Wages are a very sensitive topic among American workers. And rightly so, by the way. This country was built on the premise of working hard and being rewarded for your labors. You start messing with someone’s wages and you are likely to awaken a sleeping giant ready to do battle. So it baffles the mind that both wage caps and maximum wages continue to be a matter of debate. But they are what they are.

What Are Wage Caps?

Dallas-based BenefitMall, a nationwide provider of payroll processing and benefits administration, explains that a wage cap is a hard limit placed on the amount of money an employee can earn. The limit is established and enforced by the employer, usually based on annual earnings. Wage caps are also known as salary caps in some circles. Think of pro sports as an example.

Top-tier leagues like the NFL and NBA have salary caps in place. Leagues impose salary caps as a means of promoting competitive balance. Without them, you would have wealthy teams in large markets virtually buying championships every year by spending unlimited amounts of money to land the best players. Less prosperous teams in smaller markets would never be able to compete because they couldn’t afford to.

Outside of sports, companies may enact their own wage caps in order to prevent pay for certain jobs from climbing too high. This is a practice sometimes known as red circling. An employee who reaches the limit for that particular role is circled in red, meaning he or she has no hope of earning anymore no matter how long employment continues with that company. For this reason alone, wage caps are a bad idea.

What is a maximum wage?

A maximum wage is a government mandated cap on the amount any one person can earn during a pay period. Maximum wage is not legal here in the United States, but other countries have attempted to adopt the concept as a way of establishing pay equity. It doesn’t work.

As the thinking goes, a maximum wage would prevent senior management and business owners from earning a lot more than their workers – off the backs of those workers who provide the labor. What proponents of maximum wage laws seem to not grasp is the fact that the highest-paid earners in the corporate world, outside of sports, do not earn the majority of their income from wages and salary. It comes from stock options, performance bonuses, and other forms of non-standard pay.

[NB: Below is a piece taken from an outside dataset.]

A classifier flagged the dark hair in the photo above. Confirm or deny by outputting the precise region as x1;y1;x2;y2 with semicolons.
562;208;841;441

Countries that have tried maximum wage have all seen the same result: reduced economic activity. Any time a government attempts to achieve pay equity by limiting how much a person can earn, it takes away any incentive to work above and beyond the artificial wage limit. The natural result is a loss of productivity.

Artificially controlling wages in an attempt to establish pay equity never helps those on the lower end of the economic scale do better. It only limits those on the upper end. There is nothing equitable about that. If pay equity is achievable, and that is still up for debate, a better way to do it would be to create more opportunities that actually help workers on the low end of the scale to earn more.